Darcy había enarcado significativamente la ceja izquierda durante la explicación de Bingley y, cuando su amigo concluyó, dio un paso hacia atrás y le dio la vuelta al sillón para dejarle ver el libro que había tenido la intención de comenzar: el primer volumen de Las obras del reverendo George Whitefield. Bingley se puso colorado y luego soltó una confusa carcajada.
—Desde luego, ellas no te conocen tanto como yo. Qué ideas tan estúpidas…
Darcy se inclinó sobre el respaldo del sillón, tomó el volumen y, con una sonrisita sarcástica, se lo lanzó a Bingley, en cuyo rostro apareció de inmediato una oleada de alivio.
—Es posible que ellas no estén tan equivocadas en su apreciación, Charles. No puedo negar que mi motivación más frecuente ha sido el deber, más que cualquier cosa que se parezca a la verdadera devoción. —Hizo un gesto con la cabeza hacia el libro que reposaba en las manos de Bingley—. Al menos, ésa sería la opinión del reverendo Whitefield.
Bingley colocó el libro rápidamente sobre el escritorio, como si de repente se hubiese vuelto demasiado caliente para tenerlo en las manos.
—Pero tú quieres saber qué significa lo del libro de plegarias. —Darcy se rió brevemente—. En realidad, es bastante simple.

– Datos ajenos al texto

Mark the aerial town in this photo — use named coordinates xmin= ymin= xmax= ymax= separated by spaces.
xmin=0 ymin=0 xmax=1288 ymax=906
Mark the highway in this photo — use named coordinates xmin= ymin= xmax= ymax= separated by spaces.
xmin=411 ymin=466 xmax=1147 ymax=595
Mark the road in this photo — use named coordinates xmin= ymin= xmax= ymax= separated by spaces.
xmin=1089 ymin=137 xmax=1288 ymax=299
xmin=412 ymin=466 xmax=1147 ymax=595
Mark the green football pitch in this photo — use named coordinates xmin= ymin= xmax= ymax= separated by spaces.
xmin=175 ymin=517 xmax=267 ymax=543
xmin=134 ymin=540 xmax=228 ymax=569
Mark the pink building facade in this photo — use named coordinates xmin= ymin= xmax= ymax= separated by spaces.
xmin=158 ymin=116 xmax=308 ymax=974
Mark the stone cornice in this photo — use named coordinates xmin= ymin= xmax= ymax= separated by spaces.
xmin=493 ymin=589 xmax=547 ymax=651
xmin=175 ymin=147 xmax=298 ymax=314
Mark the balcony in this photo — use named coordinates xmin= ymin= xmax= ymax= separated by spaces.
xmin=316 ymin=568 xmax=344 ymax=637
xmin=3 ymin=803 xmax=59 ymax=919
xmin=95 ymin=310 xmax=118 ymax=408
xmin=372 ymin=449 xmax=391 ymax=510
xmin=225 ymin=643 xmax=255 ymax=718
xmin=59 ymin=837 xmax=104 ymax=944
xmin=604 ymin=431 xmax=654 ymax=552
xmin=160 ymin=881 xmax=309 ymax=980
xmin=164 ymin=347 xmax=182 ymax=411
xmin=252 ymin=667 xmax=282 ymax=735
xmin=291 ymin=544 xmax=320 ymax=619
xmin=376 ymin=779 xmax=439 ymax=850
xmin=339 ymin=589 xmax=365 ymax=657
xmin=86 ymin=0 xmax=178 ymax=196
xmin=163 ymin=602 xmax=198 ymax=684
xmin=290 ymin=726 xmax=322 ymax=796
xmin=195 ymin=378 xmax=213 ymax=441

Tú recuerdas, claro, que llegamos con retraso a la iglesia de Meryton debido a que tus hermanas se cambiaron de ropa. Cuando por fin encontramos sitio y abrimos nuestros libros de salmos, algo llamó poderosamente mi atención: una voz femenina que se oía detrás de nosotros. Nunca había oído a una soprano tan refinada y potente fuera de un coro de Londres, así que, en contra de mi voluntad, me giré un poco para ver quién podía ser.
—La señorita Elizabeth Bennet, ¿no es así, Darcy? —Al ver el gesto de asentimiento de su amigo, Bingley continuó—: Sí, yo también la oí y estaba muy complacido escuchándola. Su voz ocultaba el maullido al que Louisa llama cantar.
—No comentaré nada sobre el talento de tu hermana, pero por lo que respecta a la voz de la señorita Elizabeth Bennet, estoy completamente de acuerdo. —Darcy hizo una pausa, tratando de evocar el momento—. Fue un inesperado placer oír cantar los salmos con tanto sentimiento y belleza. Confieso que eso fue lo que me inspiró a intentar leer otra vez a Whitefield, después de evitarlo durante algún tiempo. —Se estremeció un poco—. No obstante, la señorita Bingley notó mi distracción y la causa de ella. Poco después, descubrió que había perdido su libro de plegarias y, como era correcto, yo le ofrecí la posibilidad de compartir el mío. Casi no lo necesito, pues yo me sé los salmos más comunes de memoria. Creo que ella también lo notó y, si ponemos los incidentes de la mañana uno junto al otro, llegamos a la explicación de la conversación de hace unos minutos.
Bingley sacudió la cabeza con una expresión de consternación, mientras abría la puerta de la biblioteca.
—Debo decir que has actuado muy bien, Darcy. —Luego asomó la cabeza para echar un vistazo al corredor y, guiñando un ojo, se dio la vuelta y exclamó—: ¡No hay moros en la costa! —Luego avanzó por el pasillo hacia el salón.